Hacker News new | ask | show | jobs
by mvkg 2928 days ago
A quick look at the source shows that it appears to be linear and just uses `strings.Contains` or `r.MatchString` on each line, so I don't think it has any of the optimizations that are built into `ag`.
1 comments

That is correct. The project is at its early stages. I want to see what the community need the most and shape the project towards that goal. On the other hand I tried to avoid optimisations until most of functionalities are implemented.
It's a very nice idea and you should be proud of what you've built, but my personal opinion is that speed is a core feature of `grep`.

A good place to start would be this: why GNU grep is fast[1] - Starting with the Boyer-Moore string search algorithm and reading through the optimizations done in GNU grep.

p.s. there's an implementation of Boyer-Moore hiding in Go's standard library.

[1] https://lists.freebsd.org/pipermail/freebsd-current/2010-Aug...

Thanks mate, I will definitely have a read.
Note that you don't need Boyer Moore for the common case. ripgrep for example will very rarely use Boyer Moore. Its work horse is much simpler and typically faster: https://github.com/rust-lang/regex/blob/master/src/literal/m...

In Go-land, you should be able to replace uses of memchr with IndexByte[1], which should be implemented in Assembly on most platforms.
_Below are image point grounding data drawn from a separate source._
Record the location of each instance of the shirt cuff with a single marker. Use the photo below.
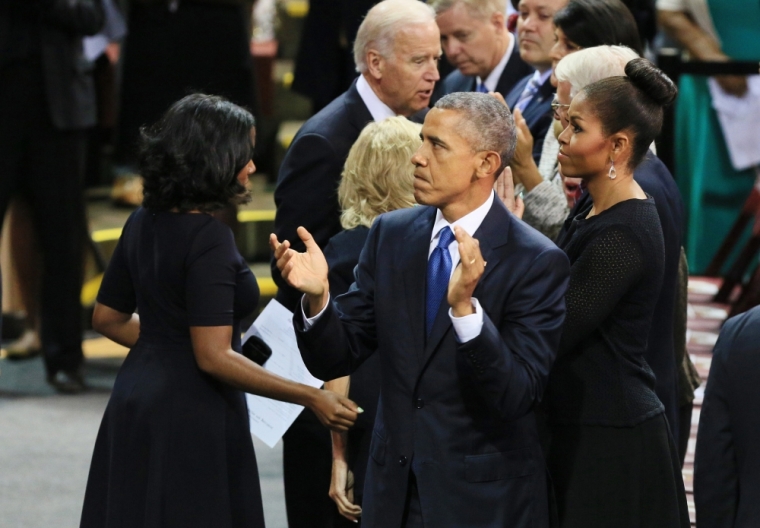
(468, 327)
(308, 322)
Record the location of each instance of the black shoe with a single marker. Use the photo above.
(67, 381)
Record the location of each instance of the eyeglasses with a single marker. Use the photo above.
(556, 105)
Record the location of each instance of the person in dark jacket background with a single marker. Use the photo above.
(378, 177)
(47, 103)
(726, 475)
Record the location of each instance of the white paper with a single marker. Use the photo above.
(269, 419)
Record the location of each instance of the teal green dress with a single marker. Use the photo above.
(712, 190)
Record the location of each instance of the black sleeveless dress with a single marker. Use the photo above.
(174, 448)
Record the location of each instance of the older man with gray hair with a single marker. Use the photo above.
(475, 39)
(396, 52)
(464, 304)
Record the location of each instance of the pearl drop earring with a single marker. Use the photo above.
(613, 173)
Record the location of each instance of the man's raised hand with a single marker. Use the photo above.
(306, 272)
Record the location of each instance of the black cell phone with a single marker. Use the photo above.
(257, 350)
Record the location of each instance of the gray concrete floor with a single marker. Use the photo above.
(46, 442)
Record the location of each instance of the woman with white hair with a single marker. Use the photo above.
(378, 177)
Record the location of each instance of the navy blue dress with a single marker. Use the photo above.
(174, 448)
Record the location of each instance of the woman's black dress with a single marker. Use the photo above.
(174, 448)
(611, 455)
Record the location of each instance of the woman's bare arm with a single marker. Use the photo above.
(115, 325)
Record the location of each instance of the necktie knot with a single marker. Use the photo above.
(445, 238)
(439, 270)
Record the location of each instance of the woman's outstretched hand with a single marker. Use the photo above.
(306, 272)
(336, 412)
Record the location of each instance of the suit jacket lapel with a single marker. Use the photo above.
(415, 257)
(492, 233)
(359, 115)
(514, 70)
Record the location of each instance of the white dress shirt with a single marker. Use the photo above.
(469, 326)
(493, 78)
(376, 107)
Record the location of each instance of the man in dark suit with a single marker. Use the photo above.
(475, 39)
(727, 462)
(325, 66)
(47, 102)
(465, 350)
(396, 51)
(532, 96)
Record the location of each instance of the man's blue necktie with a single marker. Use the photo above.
(439, 271)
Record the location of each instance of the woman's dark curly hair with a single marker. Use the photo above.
(191, 157)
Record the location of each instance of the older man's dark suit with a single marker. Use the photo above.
(514, 71)
(458, 415)
(538, 113)
(307, 185)
(727, 461)
(307, 195)
(47, 100)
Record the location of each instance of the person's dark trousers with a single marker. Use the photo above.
(45, 165)
(307, 467)
(412, 509)
(684, 429)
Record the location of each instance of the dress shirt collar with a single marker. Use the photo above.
(469, 222)
(378, 109)
(493, 78)
(541, 78)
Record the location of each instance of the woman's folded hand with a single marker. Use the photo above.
(336, 412)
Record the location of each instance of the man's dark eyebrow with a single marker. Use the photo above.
(437, 140)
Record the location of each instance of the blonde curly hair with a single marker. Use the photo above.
(378, 175)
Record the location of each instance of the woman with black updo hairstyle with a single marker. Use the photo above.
(581, 24)
(174, 448)
(611, 456)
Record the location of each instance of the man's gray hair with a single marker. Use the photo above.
(384, 21)
(482, 9)
(589, 65)
(486, 124)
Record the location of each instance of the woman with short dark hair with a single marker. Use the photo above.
(174, 447)
(611, 456)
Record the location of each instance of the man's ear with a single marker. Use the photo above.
(499, 22)
(375, 64)
(489, 163)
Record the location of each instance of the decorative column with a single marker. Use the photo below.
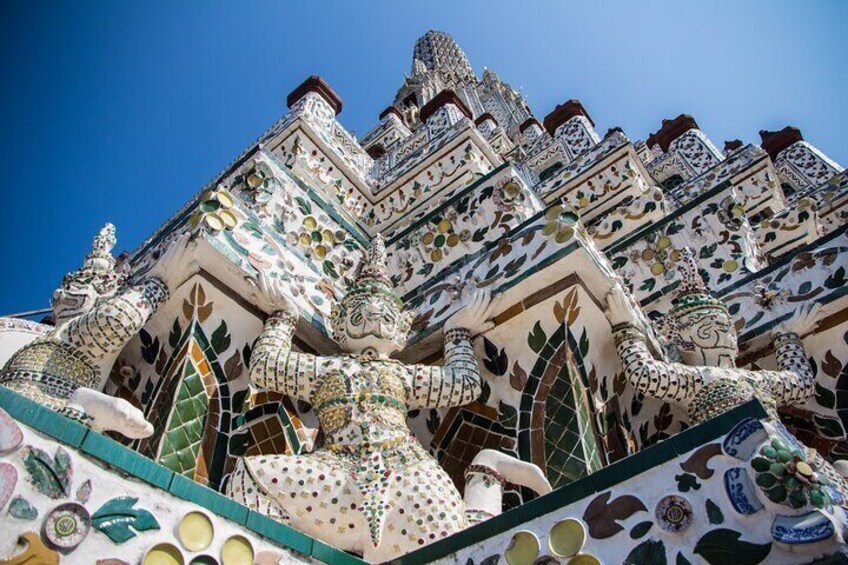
(571, 125)
(316, 101)
(799, 164)
(529, 132)
(486, 124)
(682, 135)
(442, 111)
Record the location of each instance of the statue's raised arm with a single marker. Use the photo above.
(273, 365)
(458, 382)
(708, 382)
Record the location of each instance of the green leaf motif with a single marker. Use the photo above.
(537, 338)
(304, 205)
(650, 552)
(714, 513)
(220, 338)
(825, 397)
(830, 428)
(640, 529)
(722, 546)
(687, 482)
(49, 475)
(116, 517)
(21, 509)
(176, 333)
(330, 269)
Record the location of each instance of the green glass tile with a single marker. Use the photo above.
(127, 460)
(279, 533)
(215, 502)
(328, 554)
(42, 419)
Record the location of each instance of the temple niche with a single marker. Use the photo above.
(472, 335)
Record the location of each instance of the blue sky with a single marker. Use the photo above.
(120, 111)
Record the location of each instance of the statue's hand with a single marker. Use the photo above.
(109, 413)
(802, 321)
(475, 313)
(173, 266)
(619, 308)
(269, 295)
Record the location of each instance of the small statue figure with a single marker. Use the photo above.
(708, 382)
(95, 314)
(372, 488)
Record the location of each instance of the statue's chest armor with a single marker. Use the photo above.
(362, 402)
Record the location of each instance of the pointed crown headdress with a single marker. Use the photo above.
(373, 278)
(98, 269)
(692, 296)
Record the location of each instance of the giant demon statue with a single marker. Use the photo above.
(372, 489)
(96, 313)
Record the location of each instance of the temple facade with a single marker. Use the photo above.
(473, 335)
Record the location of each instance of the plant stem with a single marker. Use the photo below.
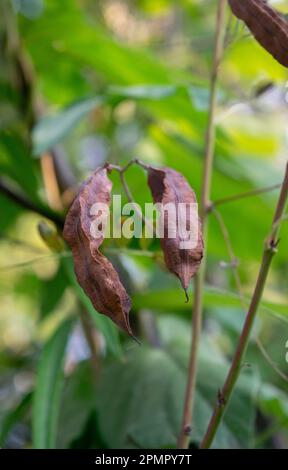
(236, 366)
(237, 197)
(183, 441)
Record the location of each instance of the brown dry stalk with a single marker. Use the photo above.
(184, 436)
(270, 248)
(267, 26)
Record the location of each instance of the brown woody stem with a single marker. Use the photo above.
(269, 251)
(238, 197)
(184, 437)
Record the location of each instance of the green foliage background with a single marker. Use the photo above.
(114, 80)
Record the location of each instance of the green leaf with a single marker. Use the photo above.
(78, 405)
(146, 411)
(49, 383)
(51, 292)
(171, 300)
(13, 417)
(102, 323)
(17, 164)
(150, 92)
(51, 130)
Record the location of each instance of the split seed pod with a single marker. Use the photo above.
(95, 273)
(267, 26)
(170, 187)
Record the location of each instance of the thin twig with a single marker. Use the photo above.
(184, 437)
(239, 288)
(247, 194)
(269, 251)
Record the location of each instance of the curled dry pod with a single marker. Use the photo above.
(95, 274)
(267, 26)
(170, 187)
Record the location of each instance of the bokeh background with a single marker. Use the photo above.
(85, 82)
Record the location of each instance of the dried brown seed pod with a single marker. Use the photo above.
(170, 187)
(267, 26)
(95, 273)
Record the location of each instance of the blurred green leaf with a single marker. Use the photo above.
(48, 389)
(13, 417)
(147, 409)
(51, 292)
(151, 92)
(50, 130)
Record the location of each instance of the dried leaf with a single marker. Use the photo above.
(95, 273)
(267, 26)
(170, 187)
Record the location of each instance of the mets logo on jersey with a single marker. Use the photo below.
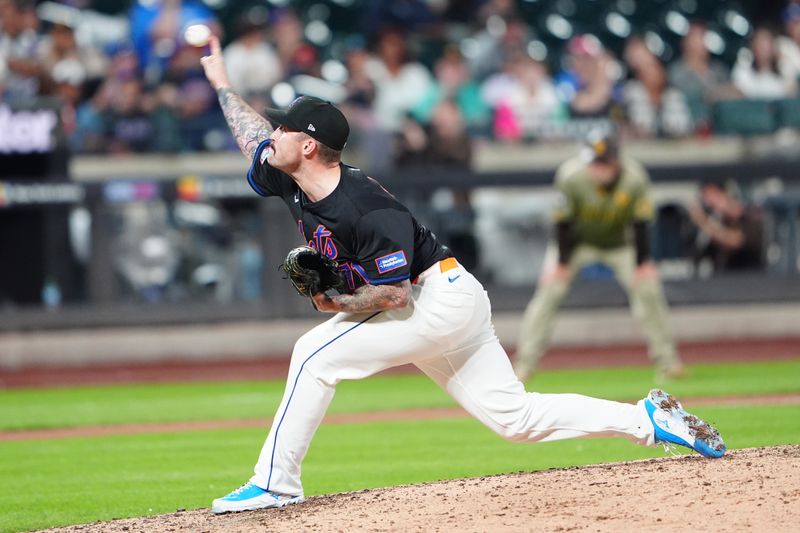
(323, 242)
(392, 261)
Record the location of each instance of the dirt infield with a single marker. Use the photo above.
(333, 418)
(748, 490)
(275, 366)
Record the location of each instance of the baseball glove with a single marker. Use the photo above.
(312, 272)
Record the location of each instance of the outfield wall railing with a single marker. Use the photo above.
(182, 239)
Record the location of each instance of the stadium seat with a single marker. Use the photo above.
(788, 113)
(744, 117)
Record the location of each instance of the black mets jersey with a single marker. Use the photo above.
(374, 238)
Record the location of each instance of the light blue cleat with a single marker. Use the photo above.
(673, 425)
(249, 497)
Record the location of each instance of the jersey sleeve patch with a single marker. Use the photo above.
(392, 261)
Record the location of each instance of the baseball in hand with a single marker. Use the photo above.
(197, 34)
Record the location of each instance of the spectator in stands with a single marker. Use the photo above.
(128, 127)
(444, 143)
(498, 43)
(400, 82)
(652, 108)
(788, 45)
(359, 87)
(19, 44)
(61, 46)
(757, 71)
(157, 31)
(588, 85)
(729, 233)
(453, 82)
(701, 79)
(524, 100)
(251, 49)
(287, 34)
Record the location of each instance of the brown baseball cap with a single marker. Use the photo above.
(318, 118)
(603, 146)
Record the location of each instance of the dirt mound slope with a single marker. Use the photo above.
(755, 489)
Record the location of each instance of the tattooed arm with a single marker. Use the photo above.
(367, 299)
(248, 127)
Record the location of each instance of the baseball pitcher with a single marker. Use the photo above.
(405, 299)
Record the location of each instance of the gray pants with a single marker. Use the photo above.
(646, 299)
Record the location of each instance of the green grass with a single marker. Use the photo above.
(87, 406)
(78, 480)
(70, 481)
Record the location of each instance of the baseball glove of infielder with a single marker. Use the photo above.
(312, 272)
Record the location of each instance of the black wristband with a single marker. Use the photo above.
(642, 240)
(566, 242)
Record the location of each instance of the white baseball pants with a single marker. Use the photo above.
(446, 331)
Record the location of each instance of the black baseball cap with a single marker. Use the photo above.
(318, 118)
(603, 146)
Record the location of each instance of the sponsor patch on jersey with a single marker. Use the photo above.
(392, 261)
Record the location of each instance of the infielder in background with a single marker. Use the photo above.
(603, 216)
(409, 302)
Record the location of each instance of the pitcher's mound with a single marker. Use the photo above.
(747, 490)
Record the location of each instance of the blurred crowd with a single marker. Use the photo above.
(422, 82)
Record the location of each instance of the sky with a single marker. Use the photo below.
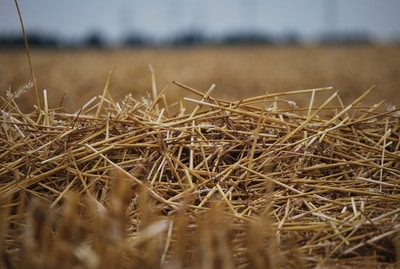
(163, 19)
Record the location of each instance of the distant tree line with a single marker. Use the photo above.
(190, 38)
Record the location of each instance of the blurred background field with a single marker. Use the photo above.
(73, 76)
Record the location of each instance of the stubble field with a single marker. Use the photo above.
(73, 77)
(231, 177)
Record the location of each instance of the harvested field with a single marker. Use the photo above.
(74, 77)
(130, 170)
(204, 182)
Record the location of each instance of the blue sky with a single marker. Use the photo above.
(161, 19)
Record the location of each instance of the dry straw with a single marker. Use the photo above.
(257, 183)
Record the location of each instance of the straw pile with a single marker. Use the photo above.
(257, 183)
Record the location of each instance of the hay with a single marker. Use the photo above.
(257, 183)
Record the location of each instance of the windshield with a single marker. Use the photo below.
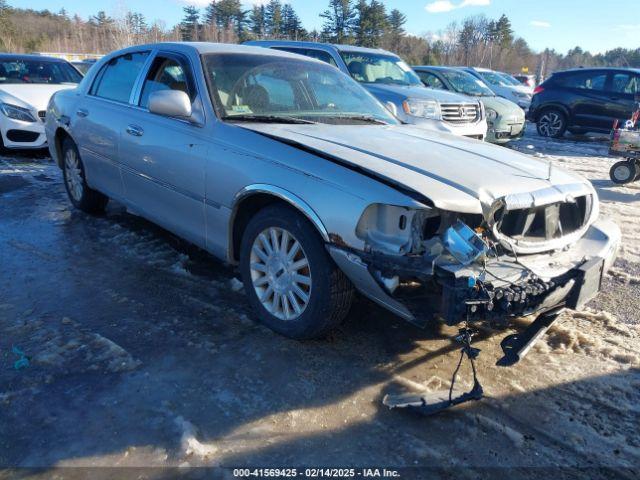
(379, 68)
(247, 87)
(38, 71)
(509, 79)
(463, 82)
(494, 78)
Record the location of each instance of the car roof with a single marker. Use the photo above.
(203, 48)
(13, 57)
(319, 46)
(597, 69)
(433, 67)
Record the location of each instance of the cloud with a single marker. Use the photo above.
(442, 6)
(195, 3)
(204, 3)
(540, 24)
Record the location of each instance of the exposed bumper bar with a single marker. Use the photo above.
(562, 273)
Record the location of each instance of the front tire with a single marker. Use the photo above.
(552, 123)
(80, 194)
(292, 283)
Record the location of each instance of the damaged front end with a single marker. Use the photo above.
(534, 253)
(525, 254)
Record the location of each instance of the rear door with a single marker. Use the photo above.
(164, 158)
(99, 118)
(587, 98)
(622, 88)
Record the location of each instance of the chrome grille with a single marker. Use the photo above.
(460, 112)
(547, 222)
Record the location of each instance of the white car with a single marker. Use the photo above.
(503, 87)
(27, 82)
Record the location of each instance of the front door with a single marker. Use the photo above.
(97, 121)
(163, 158)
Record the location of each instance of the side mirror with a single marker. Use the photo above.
(392, 108)
(170, 103)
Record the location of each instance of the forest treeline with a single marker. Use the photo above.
(476, 41)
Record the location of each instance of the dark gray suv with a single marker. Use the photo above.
(584, 100)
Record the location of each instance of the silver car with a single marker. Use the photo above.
(291, 170)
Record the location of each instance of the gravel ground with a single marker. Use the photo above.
(141, 353)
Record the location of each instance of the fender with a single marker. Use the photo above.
(289, 197)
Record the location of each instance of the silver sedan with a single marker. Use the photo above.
(289, 169)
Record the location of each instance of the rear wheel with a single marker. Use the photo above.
(624, 171)
(82, 197)
(552, 123)
(292, 283)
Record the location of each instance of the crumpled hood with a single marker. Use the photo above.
(30, 95)
(418, 92)
(455, 173)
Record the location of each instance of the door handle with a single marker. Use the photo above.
(135, 130)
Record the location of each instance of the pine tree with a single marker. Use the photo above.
(339, 21)
(371, 23)
(190, 26)
(257, 19)
(396, 22)
(273, 19)
(101, 19)
(291, 25)
(504, 32)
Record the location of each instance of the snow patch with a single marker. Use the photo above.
(190, 445)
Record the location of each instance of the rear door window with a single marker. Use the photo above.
(584, 80)
(117, 78)
(625, 83)
(431, 81)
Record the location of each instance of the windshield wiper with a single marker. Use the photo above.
(362, 118)
(266, 119)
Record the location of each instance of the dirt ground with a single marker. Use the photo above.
(142, 353)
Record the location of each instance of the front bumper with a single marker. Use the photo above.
(532, 284)
(505, 132)
(17, 134)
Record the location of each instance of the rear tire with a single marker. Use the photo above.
(291, 282)
(82, 197)
(552, 123)
(625, 171)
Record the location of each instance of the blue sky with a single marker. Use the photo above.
(595, 25)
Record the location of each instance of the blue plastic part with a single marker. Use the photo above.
(23, 361)
(463, 243)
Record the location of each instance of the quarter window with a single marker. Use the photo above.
(584, 80)
(166, 74)
(625, 83)
(311, 53)
(116, 80)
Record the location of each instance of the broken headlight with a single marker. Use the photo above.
(17, 113)
(396, 230)
(422, 108)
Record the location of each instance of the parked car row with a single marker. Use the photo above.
(27, 82)
(294, 172)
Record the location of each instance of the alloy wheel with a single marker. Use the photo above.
(550, 124)
(280, 273)
(73, 174)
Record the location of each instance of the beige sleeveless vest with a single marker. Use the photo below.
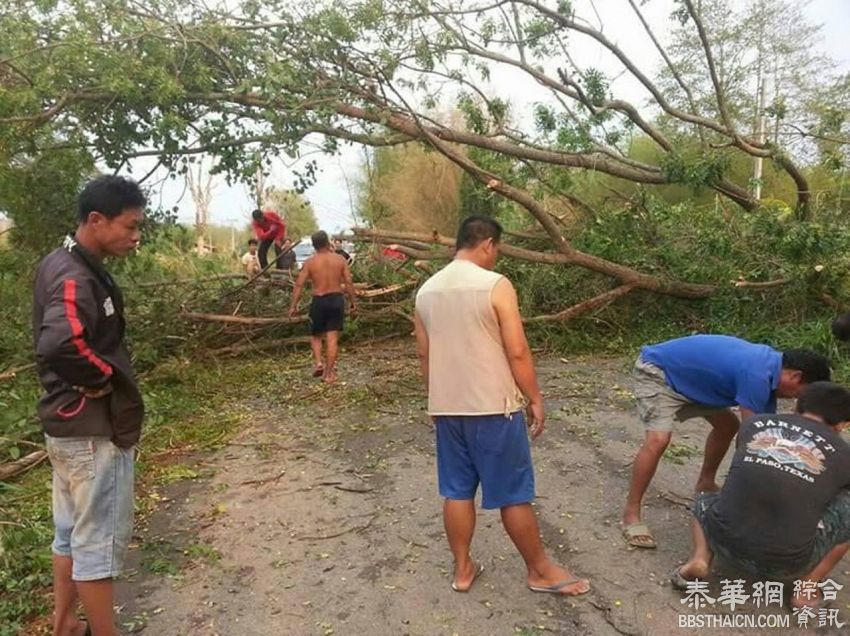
(469, 372)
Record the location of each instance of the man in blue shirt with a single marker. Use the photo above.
(703, 376)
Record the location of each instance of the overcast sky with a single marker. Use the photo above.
(334, 195)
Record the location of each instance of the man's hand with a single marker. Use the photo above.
(93, 394)
(536, 418)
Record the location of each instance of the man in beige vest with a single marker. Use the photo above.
(478, 366)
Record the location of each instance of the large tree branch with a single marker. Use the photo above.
(720, 94)
(583, 307)
(575, 257)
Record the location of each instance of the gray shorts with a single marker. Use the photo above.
(92, 504)
(659, 406)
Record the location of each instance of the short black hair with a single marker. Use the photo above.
(827, 400)
(475, 229)
(813, 366)
(110, 195)
(841, 327)
(320, 240)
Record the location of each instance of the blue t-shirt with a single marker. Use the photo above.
(719, 371)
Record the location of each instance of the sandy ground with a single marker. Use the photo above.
(323, 518)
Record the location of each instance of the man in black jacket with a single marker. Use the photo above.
(92, 409)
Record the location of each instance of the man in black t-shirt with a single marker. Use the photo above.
(784, 510)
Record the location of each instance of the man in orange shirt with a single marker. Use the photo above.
(270, 230)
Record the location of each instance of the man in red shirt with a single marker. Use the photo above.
(269, 229)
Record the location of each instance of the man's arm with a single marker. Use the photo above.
(349, 286)
(421, 346)
(299, 287)
(62, 343)
(506, 305)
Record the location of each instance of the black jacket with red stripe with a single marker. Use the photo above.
(78, 329)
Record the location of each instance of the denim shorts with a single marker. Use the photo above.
(492, 450)
(92, 504)
(833, 529)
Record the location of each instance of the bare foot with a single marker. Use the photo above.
(707, 486)
(76, 627)
(463, 580)
(695, 569)
(557, 580)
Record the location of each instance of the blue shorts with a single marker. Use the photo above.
(492, 450)
(92, 504)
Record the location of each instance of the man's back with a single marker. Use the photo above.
(326, 271)
(786, 469)
(469, 373)
(719, 371)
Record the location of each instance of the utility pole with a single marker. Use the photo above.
(759, 161)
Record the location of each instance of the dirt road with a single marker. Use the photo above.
(323, 518)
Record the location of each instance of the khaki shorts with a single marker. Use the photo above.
(659, 406)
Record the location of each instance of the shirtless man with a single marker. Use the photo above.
(327, 272)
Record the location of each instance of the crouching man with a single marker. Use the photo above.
(784, 511)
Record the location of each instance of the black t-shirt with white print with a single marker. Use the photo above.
(785, 471)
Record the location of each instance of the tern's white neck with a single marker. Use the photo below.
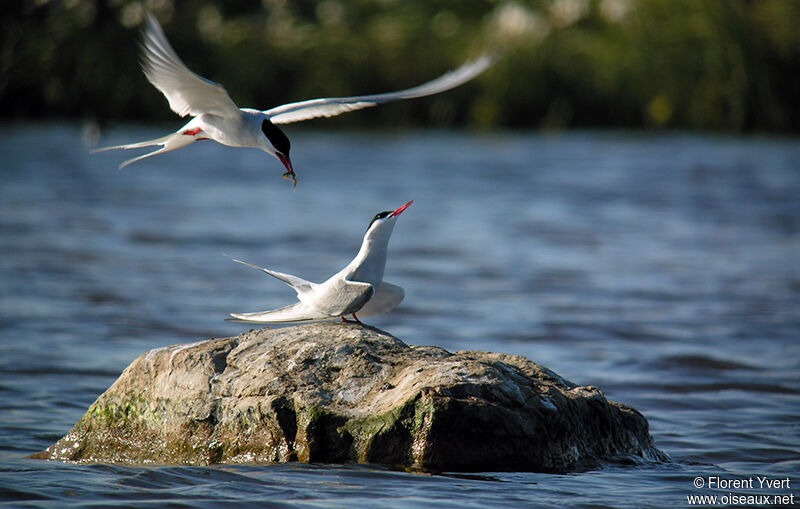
(369, 263)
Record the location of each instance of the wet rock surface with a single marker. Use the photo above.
(338, 393)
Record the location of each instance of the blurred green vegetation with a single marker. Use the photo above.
(729, 65)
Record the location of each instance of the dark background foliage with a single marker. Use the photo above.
(731, 65)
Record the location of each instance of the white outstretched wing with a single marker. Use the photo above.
(299, 284)
(332, 106)
(339, 297)
(387, 297)
(295, 313)
(187, 93)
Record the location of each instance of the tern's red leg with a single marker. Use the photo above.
(354, 320)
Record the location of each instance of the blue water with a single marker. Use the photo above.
(664, 269)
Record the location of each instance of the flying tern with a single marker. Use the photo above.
(357, 288)
(216, 117)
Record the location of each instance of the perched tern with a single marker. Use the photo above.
(357, 288)
(217, 118)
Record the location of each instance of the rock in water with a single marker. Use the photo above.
(336, 393)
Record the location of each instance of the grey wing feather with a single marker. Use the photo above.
(187, 93)
(340, 298)
(298, 283)
(295, 313)
(387, 297)
(332, 106)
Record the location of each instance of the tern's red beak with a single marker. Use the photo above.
(289, 170)
(401, 209)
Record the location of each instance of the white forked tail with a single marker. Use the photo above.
(168, 143)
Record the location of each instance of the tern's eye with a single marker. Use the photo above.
(379, 215)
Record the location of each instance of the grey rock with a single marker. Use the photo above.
(337, 393)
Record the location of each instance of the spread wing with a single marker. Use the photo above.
(387, 297)
(339, 297)
(332, 106)
(297, 283)
(187, 93)
(295, 313)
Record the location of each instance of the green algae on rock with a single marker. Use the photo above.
(338, 393)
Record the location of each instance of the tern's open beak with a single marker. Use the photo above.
(290, 174)
(401, 209)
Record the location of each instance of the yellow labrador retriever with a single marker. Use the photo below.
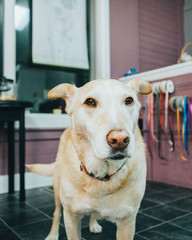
(100, 169)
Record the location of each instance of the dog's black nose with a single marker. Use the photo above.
(118, 139)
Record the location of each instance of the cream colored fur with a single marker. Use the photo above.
(118, 199)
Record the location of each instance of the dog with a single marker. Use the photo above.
(100, 167)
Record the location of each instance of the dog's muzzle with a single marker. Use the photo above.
(118, 139)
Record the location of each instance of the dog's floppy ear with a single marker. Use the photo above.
(140, 86)
(66, 92)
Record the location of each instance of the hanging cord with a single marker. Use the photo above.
(159, 126)
(185, 123)
(154, 139)
(179, 131)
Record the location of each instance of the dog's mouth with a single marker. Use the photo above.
(118, 156)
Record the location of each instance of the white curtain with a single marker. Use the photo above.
(59, 34)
Of course, for any of this to have a big impact, you'll want to take Mike Haertel's advice on avoiding line breaking and stop using bufio.Scanner. :-)

[1] - https://golang.org/pkg/bytes/#IndexByte

So far I've been only concerned about code's simplicity until I understand what there needs to be done. This is not going to be grep or ripgrep. My intent was to make a tool I needed so I started working on it. I thought someone else might like it, now it is joyful to see people are looking at the project.

There are a couple of places I wish I would have done better. Using bufio.Scanner actually bothers me a lot. Also in the Read() method it reads everything from all readers into a buffer instead of pulling what it needs to check.

Thanks for suggestions :)